We compute the self-force acting on an electric charge at rest in Schwarzschild-de Sitter spacetimes, allowing the cosmological constant to be either positive or negative. In the case of a positive cosmological constant, we show that the self-force is always positive, representing a repulsion from the black hole, and monotonically decreasing with increasing distance from the black hole. The spectrum of results is richer in the case of a negative cosmological constant. Here the self-force is not always positive --- it is negative when the black-hole and cosmological scales are comparable and the charge is close to the black hole --- and not always monotonically decreasing --- it is actually monotonically increasing when the cosmological scale is sufficiently small compared to the black-hole scale.

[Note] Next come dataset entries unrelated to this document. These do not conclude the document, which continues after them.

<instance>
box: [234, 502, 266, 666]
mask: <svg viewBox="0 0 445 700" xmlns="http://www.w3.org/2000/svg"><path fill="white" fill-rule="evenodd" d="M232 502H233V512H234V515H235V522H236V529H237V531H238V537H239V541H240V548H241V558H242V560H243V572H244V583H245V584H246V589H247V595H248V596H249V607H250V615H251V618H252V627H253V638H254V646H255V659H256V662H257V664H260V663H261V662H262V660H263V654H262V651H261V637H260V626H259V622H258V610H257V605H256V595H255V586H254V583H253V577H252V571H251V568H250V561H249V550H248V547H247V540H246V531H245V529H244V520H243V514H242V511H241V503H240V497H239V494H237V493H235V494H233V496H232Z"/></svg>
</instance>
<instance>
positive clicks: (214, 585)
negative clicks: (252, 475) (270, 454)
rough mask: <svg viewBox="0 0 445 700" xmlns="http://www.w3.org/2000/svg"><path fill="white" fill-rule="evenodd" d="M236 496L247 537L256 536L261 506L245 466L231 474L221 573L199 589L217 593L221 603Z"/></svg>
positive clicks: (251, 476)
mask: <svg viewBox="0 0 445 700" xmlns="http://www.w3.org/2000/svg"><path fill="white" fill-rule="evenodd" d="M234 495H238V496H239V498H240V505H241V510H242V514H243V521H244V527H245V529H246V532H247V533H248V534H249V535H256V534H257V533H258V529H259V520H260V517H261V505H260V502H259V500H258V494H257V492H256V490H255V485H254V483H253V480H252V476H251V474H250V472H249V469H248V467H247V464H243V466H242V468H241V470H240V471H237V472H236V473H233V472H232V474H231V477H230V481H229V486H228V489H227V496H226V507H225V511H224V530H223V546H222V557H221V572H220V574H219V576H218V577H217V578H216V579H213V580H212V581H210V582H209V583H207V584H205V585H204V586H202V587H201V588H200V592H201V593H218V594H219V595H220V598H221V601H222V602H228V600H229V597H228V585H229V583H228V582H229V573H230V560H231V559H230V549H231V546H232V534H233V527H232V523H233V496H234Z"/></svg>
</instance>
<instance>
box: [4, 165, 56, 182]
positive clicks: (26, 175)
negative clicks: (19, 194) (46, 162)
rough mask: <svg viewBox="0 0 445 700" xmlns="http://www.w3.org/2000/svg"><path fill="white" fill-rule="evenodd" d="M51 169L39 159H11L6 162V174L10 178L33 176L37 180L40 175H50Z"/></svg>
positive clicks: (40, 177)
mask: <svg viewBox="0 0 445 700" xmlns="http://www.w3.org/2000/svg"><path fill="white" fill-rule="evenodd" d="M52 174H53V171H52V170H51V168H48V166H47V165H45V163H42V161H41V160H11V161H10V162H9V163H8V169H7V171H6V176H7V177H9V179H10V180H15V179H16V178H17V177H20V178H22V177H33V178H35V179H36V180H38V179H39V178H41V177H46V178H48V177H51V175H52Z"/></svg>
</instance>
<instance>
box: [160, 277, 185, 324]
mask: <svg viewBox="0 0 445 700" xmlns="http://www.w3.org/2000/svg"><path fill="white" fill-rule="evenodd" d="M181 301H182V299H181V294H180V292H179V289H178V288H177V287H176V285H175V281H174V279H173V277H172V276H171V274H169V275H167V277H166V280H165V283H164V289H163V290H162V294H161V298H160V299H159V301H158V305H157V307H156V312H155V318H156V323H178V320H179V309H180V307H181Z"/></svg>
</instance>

The self-force also approaches a constant asymptotic value when the charge is moved to large cosmological distances; this feature can be explained in terms of an interaction between the charge and the conformal boundary at infinity, which acts as a grounded conductor.

**
Self-force as a cosmic censor
**

**Peter Zimmerman, Ian Vega, Eric Poisson, Roland Haas**

*Physical Review D* **87**, 041501(R) (2013)

We examine Hubeny's scenario according to which a near-extremal Reissner-Nordstrom black hole can absorb a particle and be driven toward an over-extremal state in which the charge exceeds the mass, signaling the destruction of the black hole. Our analysis incorporates the particle's electromagnetic self-force and the energy radiated to infinity in the form of electromagnetic waves. With these essential ingredients, our sampling of the parameter space reveals no instances of an overcharged final state, and we conjecture that the self-force acts as a cosmic censor, preventing the destruction of a near-extremal black hole by the absorption of a charged particle. We argue, on the basis of the third law of black-hole mechanics, that this conclusion is robust and should apply to attempts to overspin a Kerr black hole.